Amid the usual expressions of gratitude and cinephilia from this year’s Cannes jury, led by Park Chan-wook, the first Korean president in the festival’s history, politics were front and center.
Cannes screenplay winner Paul Laverty (“Sweet Sixteen”) started things off. He said that the root of the word politics, “the Greek polis, means about the city, the meanings of how human beings behave with each other … in the deeper sense of how we treat each other. Power values are encrusted in every type of script or any type of story.”
He went on to warn people about the control corporations have over artificial intelligence, and then finished forcefully by praising Cannes’ “wonderful” “Thelma and Louise” poster. “And isn’t it fascinating to see someone, like Susan Sarandon, Javier Bardem, and Mark Ruffalo, blacklisted because of their views and opposing the murder of women and children in Gaza?,” he said. “Shame on Hollywood people who do that and then my respect and total solidarity to them.”
Political issues have dogged festivals like Berlin, where artistic director Tricia Tuttle endured a firestorm of controversy. Cannes director Thierry Frémaux, at the pre-festival press conference Monday, defended Berlinale jury president Wim Wenders, saying he was misunderstood, and cited the political history of Cannes.

Demi Moore and Park deftly handled other political questions. “Part of art is about expression,” said Moore. “So if we start censoring ourselves, then we shut down the very core of our view. Which is where we can discover truth and answers.”
In answer to a question about AI, she said, “AI is here, and so to fight it is a battle that we will lose. So to find ways in which we can work with it is a more valuable path. … Truth is, there isn’t anything to fear, because what it can never replace is what true art comes from, which is not the physical. It comes from the soul. It comes from the spirit of each and every one of us sitting here, each and every one of us that creates every day, and that they can never recreate through something that’s technical.”
Chilean director Diego Céspedes, who made a splash with last year’s Un Certain Regard winner “The Mysterious Gaze of the Flamingo,” said, “I also am very political. We need to take a political position. I hope that the cinema gets diverse, and that not just rich people do cinema. I represent that and hope we can push that.”
But what really matters is how these jury members will lean when voting for the prize winners, including the pivotal Palme d’Or, which has moved the needle in the Oscar race in recent years, from Best Picture winners “Parasite” to “Anora.”
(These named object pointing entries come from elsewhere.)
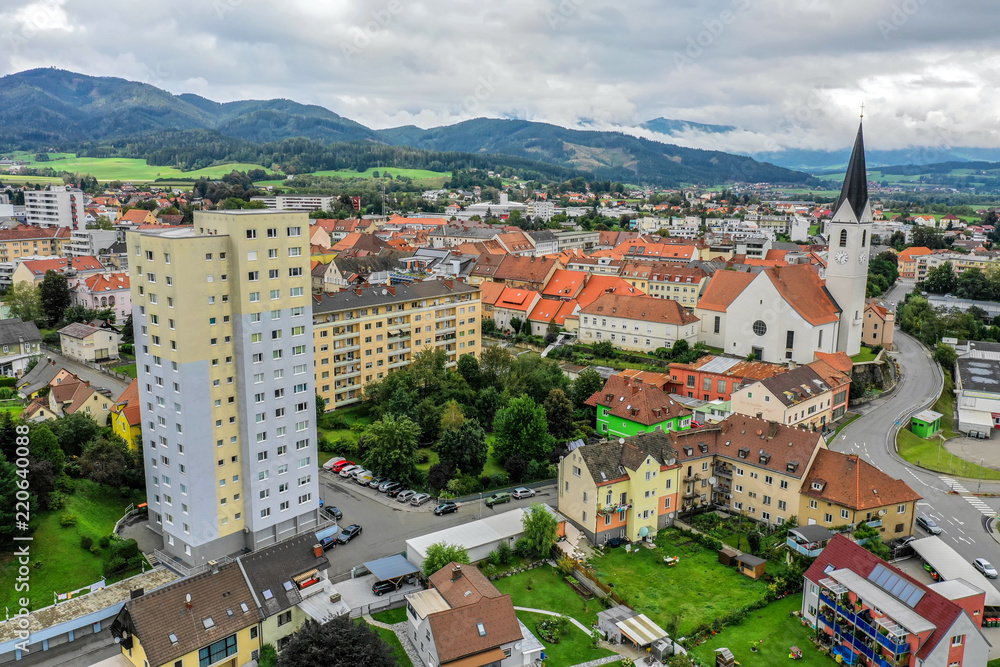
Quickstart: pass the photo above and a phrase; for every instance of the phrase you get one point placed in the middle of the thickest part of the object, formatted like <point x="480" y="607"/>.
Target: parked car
<point x="346" y="471"/>
<point x="332" y="462"/>
<point x="984" y="566"/>
<point x="497" y="498"/>
<point x="380" y="588"/>
<point x="446" y="507"/>
<point x="349" y="533"/>
<point x="337" y="467"/>
<point x="928" y="524"/>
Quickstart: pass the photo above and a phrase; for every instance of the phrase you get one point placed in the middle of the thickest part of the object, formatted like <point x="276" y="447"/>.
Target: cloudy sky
<point x="788" y="73"/>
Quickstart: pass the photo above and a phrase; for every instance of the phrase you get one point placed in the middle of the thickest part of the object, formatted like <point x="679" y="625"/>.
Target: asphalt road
<point x="386" y="525"/>
<point x="872" y="436"/>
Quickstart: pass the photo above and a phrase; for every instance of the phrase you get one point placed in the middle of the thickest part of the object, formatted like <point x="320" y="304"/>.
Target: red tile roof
<point x="634" y="307"/>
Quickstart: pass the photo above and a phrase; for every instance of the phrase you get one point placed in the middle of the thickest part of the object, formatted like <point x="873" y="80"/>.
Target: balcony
<point x="898" y="647"/>
<point x="810" y="549"/>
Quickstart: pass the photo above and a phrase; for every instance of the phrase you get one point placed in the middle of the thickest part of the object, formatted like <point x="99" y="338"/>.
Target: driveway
<point x="388" y="524"/>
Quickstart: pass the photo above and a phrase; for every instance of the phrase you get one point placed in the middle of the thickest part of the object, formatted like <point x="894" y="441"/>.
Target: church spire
<point x="855" y="190"/>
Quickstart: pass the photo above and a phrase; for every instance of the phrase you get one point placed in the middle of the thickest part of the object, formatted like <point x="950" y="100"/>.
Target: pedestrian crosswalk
<point x="972" y="500"/>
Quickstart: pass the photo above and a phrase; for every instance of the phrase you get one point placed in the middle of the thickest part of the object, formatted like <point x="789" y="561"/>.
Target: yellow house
<point x="126" y="420"/>
<point x="843" y="489"/>
<point x="620" y="488"/>
<point x="208" y="619"/>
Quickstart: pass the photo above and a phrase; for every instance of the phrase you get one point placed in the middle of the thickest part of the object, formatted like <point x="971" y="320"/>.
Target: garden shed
<point x="728" y="555"/>
<point x="751" y="565"/>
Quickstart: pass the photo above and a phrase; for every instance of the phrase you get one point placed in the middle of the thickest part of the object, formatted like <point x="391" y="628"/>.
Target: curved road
<point x="872" y="436"/>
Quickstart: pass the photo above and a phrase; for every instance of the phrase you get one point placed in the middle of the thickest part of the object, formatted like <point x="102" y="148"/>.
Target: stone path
<point x="400" y="630"/>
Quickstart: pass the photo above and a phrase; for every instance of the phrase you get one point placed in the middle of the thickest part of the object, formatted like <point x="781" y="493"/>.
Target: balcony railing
<point x="869" y="629"/>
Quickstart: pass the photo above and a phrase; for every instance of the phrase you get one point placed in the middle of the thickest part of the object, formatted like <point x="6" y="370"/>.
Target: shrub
<point x="115" y="566"/>
<point x="126" y="549"/>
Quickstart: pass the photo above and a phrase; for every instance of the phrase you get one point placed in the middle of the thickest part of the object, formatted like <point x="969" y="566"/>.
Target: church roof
<point x="855" y="190"/>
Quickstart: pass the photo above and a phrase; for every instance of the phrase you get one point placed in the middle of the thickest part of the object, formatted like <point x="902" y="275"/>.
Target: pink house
<point x="105" y="290"/>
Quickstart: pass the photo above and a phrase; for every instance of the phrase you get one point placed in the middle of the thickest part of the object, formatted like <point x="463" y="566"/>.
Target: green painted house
<point x="926" y="423"/>
<point x="627" y="407"/>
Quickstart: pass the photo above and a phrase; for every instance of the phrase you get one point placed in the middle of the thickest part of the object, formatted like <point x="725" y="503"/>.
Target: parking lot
<point x="387" y="524"/>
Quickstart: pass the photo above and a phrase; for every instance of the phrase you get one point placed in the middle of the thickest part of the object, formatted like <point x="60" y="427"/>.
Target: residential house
<point x="620" y="487"/>
<point x="627" y="406"/>
<point x="138" y="216"/>
<point x="525" y="272"/>
<point x="360" y="335"/>
<point x="462" y="620"/>
<point x="634" y="322"/>
<point x="844" y="489"/>
<point x="19" y="342"/>
<point x="89" y="344"/>
<point x="713" y="378"/>
<point x="882" y="615"/>
<point x="811" y="396"/>
<point x="879" y="325"/>
<point x="758" y="466"/>
<point x="101" y="291"/>
<point x="25" y="241"/>
<point x="780" y="314"/>
<point x="126" y="417"/>
<point x="907" y="262"/>
<point x="68" y="395"/>
<point x="513" y="303"/>
<point x="208" y="619"/>
<point x="34" y="270"/>
<point x="285" y="580"/>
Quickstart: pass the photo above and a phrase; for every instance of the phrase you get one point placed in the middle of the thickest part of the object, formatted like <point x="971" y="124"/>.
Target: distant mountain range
<point x="44" y="108"/>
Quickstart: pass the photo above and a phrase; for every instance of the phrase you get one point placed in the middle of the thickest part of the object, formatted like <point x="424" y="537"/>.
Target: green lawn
<point x="544" y="588"/>
<point x="126" y="169"/>
<point x="573" y="648"/>
<point x="414" y="174"/>
<point x="391" y="616"/>
<point x="390" y="638"/>
<point x="57" y="561"/>
<point x="864" y="355"/>
<point x="695" y="591"/>
<point x="776" y="628"/>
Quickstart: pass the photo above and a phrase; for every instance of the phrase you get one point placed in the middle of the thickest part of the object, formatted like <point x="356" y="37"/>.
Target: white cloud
<point x="788" y="73"/>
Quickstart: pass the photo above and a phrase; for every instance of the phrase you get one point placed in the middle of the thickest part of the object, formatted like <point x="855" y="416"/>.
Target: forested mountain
<point x="104" y="116"/>
<point x="606" y="155"/>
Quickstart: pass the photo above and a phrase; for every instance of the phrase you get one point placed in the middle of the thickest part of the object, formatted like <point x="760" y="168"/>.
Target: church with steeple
<point x="849" y="232"/>
<point x="787" y="313"/>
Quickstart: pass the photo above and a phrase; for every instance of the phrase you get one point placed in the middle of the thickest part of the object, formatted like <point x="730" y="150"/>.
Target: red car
<point x="340" y="466"/>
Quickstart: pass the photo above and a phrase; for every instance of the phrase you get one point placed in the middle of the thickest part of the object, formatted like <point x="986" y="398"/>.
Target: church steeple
<point x="855" y="190"/>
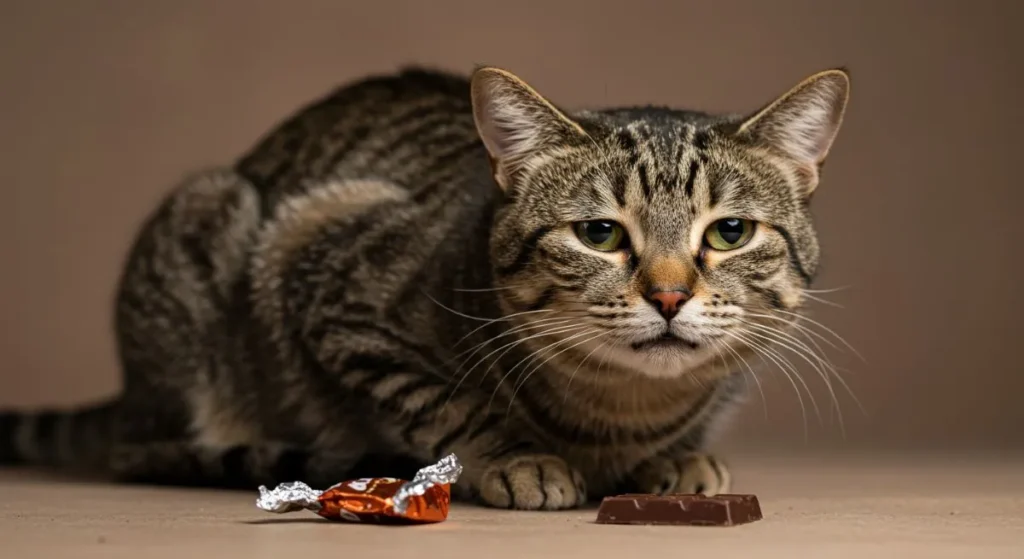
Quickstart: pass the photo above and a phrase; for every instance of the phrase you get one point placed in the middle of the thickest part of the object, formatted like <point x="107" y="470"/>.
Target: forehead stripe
<point x="794" y="257"/>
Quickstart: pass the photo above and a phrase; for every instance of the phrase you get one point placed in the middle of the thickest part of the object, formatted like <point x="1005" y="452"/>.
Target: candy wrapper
<point x="379" y="500"/>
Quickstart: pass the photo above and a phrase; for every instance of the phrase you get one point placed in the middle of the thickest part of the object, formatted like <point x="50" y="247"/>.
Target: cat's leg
<point x="691" y="472"/>
<point x="503" y="467"/>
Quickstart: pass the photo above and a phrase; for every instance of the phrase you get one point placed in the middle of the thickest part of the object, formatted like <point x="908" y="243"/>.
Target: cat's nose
<point x="669" y="302"/>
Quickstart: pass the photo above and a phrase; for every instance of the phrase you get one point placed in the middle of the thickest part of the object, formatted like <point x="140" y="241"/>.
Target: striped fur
<point x="391" y="274"/>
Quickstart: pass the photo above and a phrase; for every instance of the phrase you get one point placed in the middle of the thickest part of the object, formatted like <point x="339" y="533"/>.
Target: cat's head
<point x="657" y="239"/>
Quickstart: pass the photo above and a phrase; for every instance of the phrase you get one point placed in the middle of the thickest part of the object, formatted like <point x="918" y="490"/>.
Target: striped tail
<point x="79" y="438"/>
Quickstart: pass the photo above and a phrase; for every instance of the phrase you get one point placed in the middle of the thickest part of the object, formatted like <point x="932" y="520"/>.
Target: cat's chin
<point x="664" y="358"/>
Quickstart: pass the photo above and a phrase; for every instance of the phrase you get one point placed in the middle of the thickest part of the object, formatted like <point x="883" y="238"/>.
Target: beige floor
<point x="953" y="506"/>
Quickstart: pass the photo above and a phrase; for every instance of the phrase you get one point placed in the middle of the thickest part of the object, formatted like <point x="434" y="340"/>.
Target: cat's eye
<point x="729" y="233"/>
<point x="601" y="234"/>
Iranian dissident Jafar Panahi’s “It Was Just an Accident” likely pushed the Academy Board of Governors to add Oscar eligibility to a handful of competition winners at key film festivals, including Berlin and Cannes. Now France wouldn’t have to submit an Iranian film.
Director Park reassured the press that just because Korea has grown in influence in recent years, with three films in the 2026 Cannes selection, including Neon pickup “Hope” in the Competition, “I am not going to be biased towards Korean works. I will judge very fairly.”

When figuring out the Cannes jury, it helps to ignore the Screen International critics’ grid and remember that most actors — on this year’s jury: Demi Moore, Stellan Skarsgård, Ruth Negga, Isaach de Bankole, and Laura Martel — are driven by emotion. Clearly Laverty and Céspedes have strong humanist leanings. And openly spiritual Chloé Zhao admitted to wearing her heart on her sleeve.
Which leaves director Park at the center of the debates that will follow in the coming week.
As for American representation at Cannes, the studios are conspicuously absent, perhaps remembering that for every success like “Top Gun: Maverick” or “Elvis” there are movies that miss the mark, from “Indiana Jones and the Dial of Destiny” and “Elemental” to Warner Bros’ “Furiosa” in 2024. Ira Sachs “The Man I Love” and James Grey’s “Paper Tiger” are the only American films in Competition.
Of the seeming lack of Hollywood attention this year? “I hope the studio films come back,” said Frémaux.